Story Shot 15, by Brian R. Wright PDF Version, 03 December 2020
Was writing a Christmas note to a friend of mine, Jack, and it went like this:
“Was going to call you Diamond Jack after one of the more colorful personalities in my Gentleman’s Drinking Club of Oakland County back in the ‘80s and ‘90s. [But I doubt you’re feeling like much more than an ordinary stone w/ the modern medicine-man treatments. (My friend, ‘Author’ Jack, has been taking radiation treatments.)]
“His real name was Jack <strong Irish surname>. I could write a long short story on this neon guy w/a heart of gold—even a novelette.
“He played the ponies. Michigan doesn’t have full horse-racing but does have a harness track in Northville, about four miles from me.

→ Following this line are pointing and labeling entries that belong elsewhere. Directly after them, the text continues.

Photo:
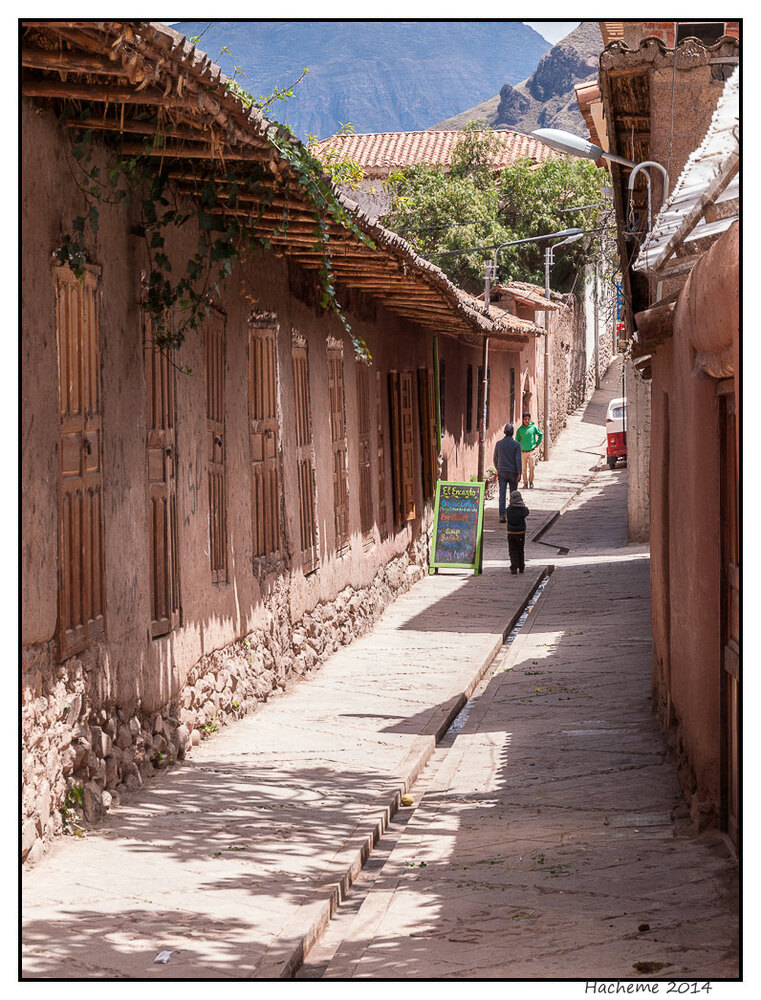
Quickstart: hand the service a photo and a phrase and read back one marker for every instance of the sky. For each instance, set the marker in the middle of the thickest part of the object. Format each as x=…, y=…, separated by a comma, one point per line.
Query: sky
x=553, y=31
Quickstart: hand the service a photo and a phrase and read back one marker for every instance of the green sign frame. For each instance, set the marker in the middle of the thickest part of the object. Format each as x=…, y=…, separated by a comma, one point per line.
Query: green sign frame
x=455, y=503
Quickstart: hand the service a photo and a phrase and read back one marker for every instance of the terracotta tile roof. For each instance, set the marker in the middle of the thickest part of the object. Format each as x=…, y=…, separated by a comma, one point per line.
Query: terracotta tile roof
x=611, y=31
x=524, y=294
x=379, y=153
x=364, y=256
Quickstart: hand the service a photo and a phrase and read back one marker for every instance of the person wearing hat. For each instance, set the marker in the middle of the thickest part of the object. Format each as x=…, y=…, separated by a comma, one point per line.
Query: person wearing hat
x=507, y=462
x=517, y=512
x=529, y=437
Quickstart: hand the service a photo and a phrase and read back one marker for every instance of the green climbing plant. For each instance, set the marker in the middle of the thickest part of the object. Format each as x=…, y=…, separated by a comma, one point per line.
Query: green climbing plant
x=226, y=209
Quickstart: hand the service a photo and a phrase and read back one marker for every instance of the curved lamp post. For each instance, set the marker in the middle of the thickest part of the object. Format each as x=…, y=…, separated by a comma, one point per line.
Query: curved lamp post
x=566, y=142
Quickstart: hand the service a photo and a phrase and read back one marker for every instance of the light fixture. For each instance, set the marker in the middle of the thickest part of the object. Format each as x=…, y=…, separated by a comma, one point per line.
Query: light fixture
x=567, y=142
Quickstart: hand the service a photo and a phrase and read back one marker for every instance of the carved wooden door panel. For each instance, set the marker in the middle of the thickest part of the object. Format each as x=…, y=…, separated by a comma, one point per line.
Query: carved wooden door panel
x=214, y=370
x=408, y=445
x=402, y=445
x=365, y=479
x=427, y=411
x=730, y=616
x=161, y=459
x=81, y=590
x=264, y=439
x=382, y=516
x=310, y=554
x=338, y=439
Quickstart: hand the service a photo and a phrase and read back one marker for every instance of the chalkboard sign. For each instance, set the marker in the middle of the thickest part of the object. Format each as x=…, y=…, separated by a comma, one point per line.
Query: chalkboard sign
x=457, y=526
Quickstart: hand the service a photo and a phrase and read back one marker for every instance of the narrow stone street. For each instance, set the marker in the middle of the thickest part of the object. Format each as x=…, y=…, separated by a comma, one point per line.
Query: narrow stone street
x=550, y=839
x=547, y=838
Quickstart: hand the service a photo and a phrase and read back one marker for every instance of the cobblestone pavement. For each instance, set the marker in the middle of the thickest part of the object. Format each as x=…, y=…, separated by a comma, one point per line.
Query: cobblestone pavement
x=549, y=839
x=234, y=861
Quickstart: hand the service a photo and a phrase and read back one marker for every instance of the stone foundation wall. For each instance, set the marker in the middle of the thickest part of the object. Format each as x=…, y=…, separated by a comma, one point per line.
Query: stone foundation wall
x=79, y=756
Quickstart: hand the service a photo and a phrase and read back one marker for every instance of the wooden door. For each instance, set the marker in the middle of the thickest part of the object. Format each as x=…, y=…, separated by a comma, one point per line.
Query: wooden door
x=365, y=478
x=338, y=443
x=382, y=516
x=81, y=569
x=310, y=556
x=730, y=615
x=427, y=432
x=402, y=437
x=214, y=370
x=161, y=463
x=264, y=441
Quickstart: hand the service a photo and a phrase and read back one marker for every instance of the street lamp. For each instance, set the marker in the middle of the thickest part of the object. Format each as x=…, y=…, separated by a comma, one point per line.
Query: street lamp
x=566, y=142
x=490, y=271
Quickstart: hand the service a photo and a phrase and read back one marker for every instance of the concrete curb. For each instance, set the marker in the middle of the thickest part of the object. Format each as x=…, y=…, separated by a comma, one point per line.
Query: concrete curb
x=305, y=926
x=311, y=918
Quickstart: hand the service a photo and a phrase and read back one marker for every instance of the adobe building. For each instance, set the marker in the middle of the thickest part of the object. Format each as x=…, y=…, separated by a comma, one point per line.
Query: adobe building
x=670, y=94
x=204, y=522
x=379, y=154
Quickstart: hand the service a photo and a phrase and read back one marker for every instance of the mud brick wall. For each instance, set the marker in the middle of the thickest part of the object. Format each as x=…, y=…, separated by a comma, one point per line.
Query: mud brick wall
x=81, y=757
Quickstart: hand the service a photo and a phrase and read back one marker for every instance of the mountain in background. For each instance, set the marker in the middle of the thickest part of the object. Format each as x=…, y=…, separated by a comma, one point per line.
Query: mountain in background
x=382, y=76
x=546, y=99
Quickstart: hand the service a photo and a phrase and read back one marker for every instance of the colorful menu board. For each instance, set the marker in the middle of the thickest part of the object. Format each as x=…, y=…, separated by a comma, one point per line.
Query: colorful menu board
x=457, y=526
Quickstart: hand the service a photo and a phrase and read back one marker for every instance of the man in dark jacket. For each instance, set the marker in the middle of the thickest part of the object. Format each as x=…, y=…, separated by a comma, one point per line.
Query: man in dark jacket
x=507, y=462
x=517, y=513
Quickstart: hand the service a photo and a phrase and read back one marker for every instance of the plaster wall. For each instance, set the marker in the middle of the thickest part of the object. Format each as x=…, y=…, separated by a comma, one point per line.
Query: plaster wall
x=638, y=433
x=685, y=567
x=103, y=720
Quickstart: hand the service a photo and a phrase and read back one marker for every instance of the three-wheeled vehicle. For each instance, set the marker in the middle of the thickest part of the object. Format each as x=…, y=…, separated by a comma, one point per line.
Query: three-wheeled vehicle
x=615, y=428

“So happens Jack was friends with my soon-to-be lady-boss’s boyfriend, and the couples—Jack and his wife, Clark and my soon-to-be-boss Cathy—were at the this Northville Downs that Jack and Clark liked to frequent. I had told Jack one night over at our club (EG Nicks of West Bloomfield) that my GM-EDS documentation group had just given me the bum’s rush outbound on a contract.
“Well, Cathy happened to be head of documentation for a an EDI (electronic data interchange—paperless business transactions software—which was just coming into its own in the early ‘90s) firm in Livonia… and the rest is history. Next week I’m working for her at $30/hour, a good rate at that time for technical writers.”
“Jack had represented me as literally the ‘best techwriter in history.’
“Jack wore more gold bracelets and necklaces than Vegas’ Elvis, whom he idolized… and actually resembled. He pounded his vodkas on the rocks like orange juice, and died a few years after I got the job—in his 50s as I recall. Apparently dead broke.
“He went out with a bang and always had a kind word for everyone.”
So much for the facsimile of the cheery Christmas card to my friend, ‘Author’ Jack. Let me end now with a bit more reflecting on the life of Jack de Diamond.
Unavoidably I need to set up the larger context of the bar; being a key part of it is not something I’m particularly proud of. I was totally ‘in my mind’ in those days,[1] meaning channeling behavior between work and the liberty cause on one hand, and personal life and fashionable addictions on the other. I was forceful—at least gave the illusion of it—while at the same time being genuinely outgoing and friendly. Within an ice cube of being the perfect alcoholic. A leader in the pack.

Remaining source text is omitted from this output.